However, about six-eight months ago, it started jamming at the paper pick-up point on a regular basis. For a while I was able to make it behave by using paper I knew to be new, dry, and lightweight (20lbs). The problem has continued to worsen. Alcohol cleaning of the take-up rollers has helped me limp along, but I'm this site now simply because I have to actually replace the thing -- I cannot get through an entire week of bulletins now without multiple jams.
The problem appears to be partly a design flaw and partly a part wearing out. In the design flaw case, the paper has to 'bend' twice in its path - two 180 degree turns. Many other printers require only one such change of direction. This double-turn requires a fairly tight paper bend and I believe that's contributing to the problem.

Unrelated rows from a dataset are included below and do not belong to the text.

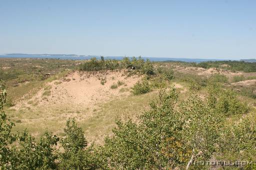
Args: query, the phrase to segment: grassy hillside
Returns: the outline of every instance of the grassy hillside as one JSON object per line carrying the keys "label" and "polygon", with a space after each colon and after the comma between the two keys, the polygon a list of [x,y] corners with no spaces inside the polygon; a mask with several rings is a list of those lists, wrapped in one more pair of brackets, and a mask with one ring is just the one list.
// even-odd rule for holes
{"label": "grassy hillside", "polygon": [[[52,132],[67,153],[65,143],[82,142],[72,156],[54,151],[60,162],[51,164],[59,169],[184,169],[192,157],[256,160],[256,72],[140,58],[2,60],[12,132],[27,129],[38,140]],[[85,148],[83,135],[92,148]]]}

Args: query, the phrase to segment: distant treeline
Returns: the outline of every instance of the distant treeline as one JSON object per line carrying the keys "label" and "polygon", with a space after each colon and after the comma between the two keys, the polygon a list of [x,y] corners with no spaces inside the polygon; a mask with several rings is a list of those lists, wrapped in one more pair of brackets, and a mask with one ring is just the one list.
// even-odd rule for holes
{"label": "distant treeline", "polygon": [[142,57],[138,58],[132,57],[124,57],[122,60],[104,60],[103,56],[98,60],[96,57],[82,64],[79,68],[81,71],[96,71],[100,70],[115,70],[117,69],[130,69],[141,71],[144,74],[152,75],[154,74],[153,64],[150,60],[146,61]]}
{"label": "distant treeline", "polygon": [[[39,140],[26,130],[14,133],[15,125],[3,110],[6,92],[0,82],[0,169],[204,170],[205,165],[190,163],[218,155],[225,156],[220,160],[254,160],[256,123],[245,116],[247,105],[219,84],[210,83],[207,89],[204,100],[190,94],[182,101],[174,88],[162,90],[139,121],[117,121],[103,145],[88,146],[73,119],[66,121],[62,139],[47,132]],[[244,116],[236,124],[226,123],[238,114]]]}
{"label": "distant treeline", "polygon": [[237,61],[206,61],[202,62],[196,65],[204,68],[215,67],[224,68],[232,71],[256,72],[256,62]]}

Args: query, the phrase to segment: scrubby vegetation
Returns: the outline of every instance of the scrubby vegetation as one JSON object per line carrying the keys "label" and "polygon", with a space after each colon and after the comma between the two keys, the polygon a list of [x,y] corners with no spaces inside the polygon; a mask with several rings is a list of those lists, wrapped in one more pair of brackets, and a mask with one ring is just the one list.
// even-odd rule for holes
{"label": "scrubby vegetation", "polygon": [[103,56],[101,57],[101,60],[97,60],[96,57],[93,57],[82,64],[79,69],[80,71],[86,71],[128,69],[147,75],[154,74],[152,62],[149,60],[145,61],[140,56],[138,58],[132,57],[131,59],[128,57],[124,57],[121,61],[104,60]]}
{"label": "scrubby vegetation", "polygon": [[132,93],[134,95],[138,95],[140,94],[145,94],[149,92],[151,89],[150,87],[148,82],[144,80],[142,82],[138,82],[132,88]]}
{"label": "scrubby vegetation", "polygon": [[[74,61],[70,62],[74,64]],[[10,114],[15,109],[8,109],[11,105],[7,100],[7,92],[12,93],[14,89],[22,87],[31,89],[30,86],[26,86],[29,84],[19,83],[18,86],[13,87],[10,82],[18,79],[9,79],[6,81],[6,90],[1,82],[0,167],[14,170],[255,169],[250,164],[218,167],[197,164],[210,161],[256,161],[255,87],[232,83],[254,79],[255,74],[230,77],[212,74],[206,77],[176,71],[168,64],[144,61],[140,57],[126,57],[118,61],[104,60],[103,57],[100,60],[92,59],[78,64],[80,71],[94,73],[124,69],[122,74],[124,73],[126,78],[138,75],[142,79],[132,88],[132,95],[100,103],[97,107],[70,111],[59,106],[54,116],[59,118],[62,112],[64,113],[62,115],[69,113],[66,117],[68,120],[64,128],[58,125],[64,130],[58,128],[50,130],[52,132],[40,131],[36,137],[28,130],[20,130],[27,128],[22,125],[26,121],[20,117],[26,116],[24,111],[17,110],[17,116]],[[186,67],[198,65],[182,64]],[[220,66],[226,64],[218,64],[218,68],[230,69],[226,65]],[[14,73],[10,70],[8,73],[10,75]],[[57,74],[38,81],[50,81]],[[116,80],[112,84],[108,84],[107,88],[118,88],[109,89],[117,93],[129,91],[130,88],[125,88],[126,78],[112,78],[112,80]],[[97,80],[106,86],[105,77],[98,77]],[[67,83],[64,81],[64,84]],[[57,81],[52,84],[60,83],[62,81]],[[178,88],[174,85],[178,86]],[[54,90],[44,83],[38,86],[42,88],[42,94],[45,98],[49,98],[48,95]],[[14,96],[15,93],[11,94]],[[148,101],[149,105],[146,104]],[[34,113],[32,107],[38,102],[31,99],[26,102],[30,105],[28,112],[32,115],[26,121],[33,121],[34,117],[40,114],[44,116],[42,112]],[[68,118],[86,114],[90,109],[93,114],[84,122]],[[19,126],[18,132],[16,132],[14,122]],[[54,119],[53,122],[48,128],[56,126]],[[108,129],[112,128],[110,132]],[[42,126],[38,128],[43,130]],[[37,131],[33,134],[39,132]],[[92,141],[95,141],[88,140],[92,135],[102,137],[104,140],[94,144]]]}
{"label": "scrubby vegetation", "polygon": [[162,90],[138,123],[117,121],[113,135],[97,147],[88,146],[74,119],[67,121],[60,139],[49,132],[38,141],[26,130],[14,133],[14,124],[2,110],[6,93],[1,83],[0,165],[7,169],[203,169],[207,167],[192,163],[224,155],[254,159],[256,121],[248,116],[226,123],[248,108],[234,92],[222,88],[209,84],[206,101],[192,93],[180,101],[174,88]]}

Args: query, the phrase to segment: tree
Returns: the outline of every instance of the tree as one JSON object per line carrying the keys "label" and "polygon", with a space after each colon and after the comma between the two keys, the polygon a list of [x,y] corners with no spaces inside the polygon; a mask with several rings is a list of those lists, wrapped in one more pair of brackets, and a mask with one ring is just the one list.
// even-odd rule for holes
{"label": "tree", "polygon": [[3,110],[6,96],[6,87],[3,81],[0,80],[0,168],[8,169],[10,167],[14,150],[10,145],[16,140],[16,136],[12,133],[14,124]]}
{"label": "tree", "polygon": [[64,152],[60,153],[58,169],[60,170],[91,170],[96,167],[92,147],[86,149],[87,141],[84,132],[74,119],[66,121],[64,129],[66,137],[60,143]]}
{"label": "tree", "polygon": [[158,101],[140,117],[138,124],[117,122],[103,147],[105,166],[124,169],[190,167],[208,160],[216,151],[222,119],[196,96],[177,103],[172,88],[160,92]]}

The main issue, though, involves the junction between a steel and rubber roller under the toner drum, just prior to the paper arriving at the drum. The paper is supposed to pass between these rollers and is now refusing to do so with annoying regularity. That's the jam site. The rollers are held together by springs and I don't know if those springs have loosened, or whatever, but it's a matter of the lower roller (the rubber one) being unable to grab the paper to pull it through.
Irritatingly, the Total Cost of Ownership issue is rearing its ugly head, for the B4350 model from Oki is STILL high on my buy list simply because I can print at 1 cent per copy... which may make it worth buying every 1-2 years (even at $300) since competitors like the HP models are closer to 4 cents per page.